Every Tuesday morning I get together with a group of outstanding agents interested in learning more, being more efficient and most importantly, serving our clients better. Generally we discuss in depth the process of real estate from every angle you can imagine. This quarter we are focused in on the buyer process and this morning we talked about the importance of beginning the process with lender approval and the 1% - 10% rule. What is this?
A: Every 1% change in interest rate affects your buying power 10%.
So, if you are able to get a 4.5% 30 year loan today and are able to afford about $1000.00 a month on your payment you can afford to buy about $200,000.00 worth of home. Therefore we might look at houses between $180 and $205,000.00 let's say. But, if that rate were to go up say by just 1%, in order to afford this same monthly payment, you now can only afford a house at about $178k.

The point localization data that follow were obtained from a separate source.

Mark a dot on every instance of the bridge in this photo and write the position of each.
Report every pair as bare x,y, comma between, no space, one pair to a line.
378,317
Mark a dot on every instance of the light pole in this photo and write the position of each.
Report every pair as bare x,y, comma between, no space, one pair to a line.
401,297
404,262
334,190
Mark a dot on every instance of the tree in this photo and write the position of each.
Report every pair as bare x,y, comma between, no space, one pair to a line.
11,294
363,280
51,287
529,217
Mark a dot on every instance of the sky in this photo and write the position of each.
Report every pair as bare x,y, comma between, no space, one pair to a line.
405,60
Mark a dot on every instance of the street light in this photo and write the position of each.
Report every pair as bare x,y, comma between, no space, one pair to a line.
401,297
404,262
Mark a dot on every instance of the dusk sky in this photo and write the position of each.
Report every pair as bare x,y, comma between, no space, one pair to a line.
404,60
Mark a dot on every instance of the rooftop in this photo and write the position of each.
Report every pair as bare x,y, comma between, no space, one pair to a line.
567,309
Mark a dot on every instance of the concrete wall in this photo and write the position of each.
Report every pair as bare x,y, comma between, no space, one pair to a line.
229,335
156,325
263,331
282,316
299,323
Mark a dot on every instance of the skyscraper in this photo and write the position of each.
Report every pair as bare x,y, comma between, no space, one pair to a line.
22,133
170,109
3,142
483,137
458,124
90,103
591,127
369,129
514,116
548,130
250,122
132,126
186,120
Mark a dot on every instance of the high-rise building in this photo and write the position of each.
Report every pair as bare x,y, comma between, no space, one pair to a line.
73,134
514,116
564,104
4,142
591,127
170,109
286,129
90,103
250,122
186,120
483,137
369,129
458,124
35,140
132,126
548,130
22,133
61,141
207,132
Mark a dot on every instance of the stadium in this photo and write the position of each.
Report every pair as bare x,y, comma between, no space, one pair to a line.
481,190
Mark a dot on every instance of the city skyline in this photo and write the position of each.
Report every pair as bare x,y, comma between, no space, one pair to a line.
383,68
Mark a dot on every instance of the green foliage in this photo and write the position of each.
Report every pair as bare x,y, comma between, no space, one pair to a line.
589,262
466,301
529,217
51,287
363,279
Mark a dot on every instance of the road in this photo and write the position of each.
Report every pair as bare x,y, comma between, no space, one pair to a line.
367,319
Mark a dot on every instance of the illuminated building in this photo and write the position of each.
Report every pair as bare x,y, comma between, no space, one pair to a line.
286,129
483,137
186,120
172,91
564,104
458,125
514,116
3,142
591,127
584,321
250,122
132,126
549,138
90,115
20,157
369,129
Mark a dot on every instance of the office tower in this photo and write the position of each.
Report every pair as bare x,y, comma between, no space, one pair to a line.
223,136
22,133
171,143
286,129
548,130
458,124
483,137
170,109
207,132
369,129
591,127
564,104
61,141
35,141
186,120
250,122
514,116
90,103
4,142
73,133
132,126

If the rate goes up 2% that drops even more to $160K about.
Given today's market of low supply and high demand, and the immediate short term forecast of continued increasing prices at a time when the Fed is considering rate increases, you can quickly see how crucial it is to get in and buy now. That is if you plan to buy between now and say the next year or so. If your going to buy anyway, buy now to get more house for your buck! And for sellers: put it on the market now with excellent odds of selling, the pool of buyers is terrific right now in our local economy, but the rate increase could dampen spirits quickly.